NATO is preparing a package deal to ramp up the Ukrainian military because it ‘must adapt’ to Russia viewing it as an enemy, the outgoing chief of the military bloc said.
The deal would be submitted to foreign ministers of members states later this month, NATO Secretary-General Anders Fogh Rasmussen told El Pais in an interview. He declined to go into detail, but said it provides for defense industry reform and modernization of the Ukrainian military.
The alliance may also facilitate cooperation with Ukraine over military training, although whatever exercises of NATO member troops would be held in Ukraine is up to individual countries, Rasmussen said.
"We must adapt to the fact that Russia now considers usits adversary," he explained.
The help that NATO plans to give Ukrainian military comes as the said military are used in a bloody crackdown on the defiant eastern provinces, where local militias defend cities from daily artillery shelling and airstrikes.
Kiev regards the militias as Russia-backed terrorists and refuses any kind of negotiation with them. NATO shares the view, accusing Russia of funneling heavy weapons into Ukraine across the border, although so far no solid evidence of such actions was presented.
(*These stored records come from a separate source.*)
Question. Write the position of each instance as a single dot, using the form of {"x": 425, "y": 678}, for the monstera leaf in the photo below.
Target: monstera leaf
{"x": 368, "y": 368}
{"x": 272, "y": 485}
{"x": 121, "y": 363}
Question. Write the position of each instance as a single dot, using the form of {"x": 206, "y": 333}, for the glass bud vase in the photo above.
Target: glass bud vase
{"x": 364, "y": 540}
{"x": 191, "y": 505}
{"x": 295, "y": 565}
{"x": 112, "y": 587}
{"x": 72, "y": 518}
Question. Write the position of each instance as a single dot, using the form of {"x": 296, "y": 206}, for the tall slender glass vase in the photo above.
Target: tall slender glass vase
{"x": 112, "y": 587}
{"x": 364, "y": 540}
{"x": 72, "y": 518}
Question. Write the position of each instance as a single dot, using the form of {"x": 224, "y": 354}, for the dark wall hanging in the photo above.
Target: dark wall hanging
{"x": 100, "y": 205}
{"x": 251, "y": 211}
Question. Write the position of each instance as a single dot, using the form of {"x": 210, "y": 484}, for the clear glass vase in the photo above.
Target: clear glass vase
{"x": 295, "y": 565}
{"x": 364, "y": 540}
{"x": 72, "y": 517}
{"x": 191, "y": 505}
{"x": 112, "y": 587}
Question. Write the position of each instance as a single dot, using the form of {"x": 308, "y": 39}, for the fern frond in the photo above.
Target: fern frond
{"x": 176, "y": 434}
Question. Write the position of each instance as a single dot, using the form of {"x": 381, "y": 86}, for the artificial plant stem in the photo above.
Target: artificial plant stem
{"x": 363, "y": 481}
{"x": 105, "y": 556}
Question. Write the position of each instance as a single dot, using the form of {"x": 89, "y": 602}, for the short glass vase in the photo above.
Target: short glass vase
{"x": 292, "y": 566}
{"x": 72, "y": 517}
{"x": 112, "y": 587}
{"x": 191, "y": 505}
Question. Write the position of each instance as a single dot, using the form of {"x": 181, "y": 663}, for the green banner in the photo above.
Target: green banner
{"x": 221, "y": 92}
The alliance itself is experiencing a sort of revival playing the ‘Russian threat’ card to justify the build-up of troops in Central and Eastern Europe. Moscow sees such deployments as provocative and confirming NATO’s aggressive stance towards Russia.
NATO claims that it has been cooperating with Russia in every way until the Ukrainian crisis sparked the cold war hostilities again. It’s not quite true, considering the alliance’s expansion eastwards in Europe and its plans to deploy a system of anti-ballistic missile defense closer to Russian borders. Both have been done against Russia’s objections that such moves compromise Russian national security.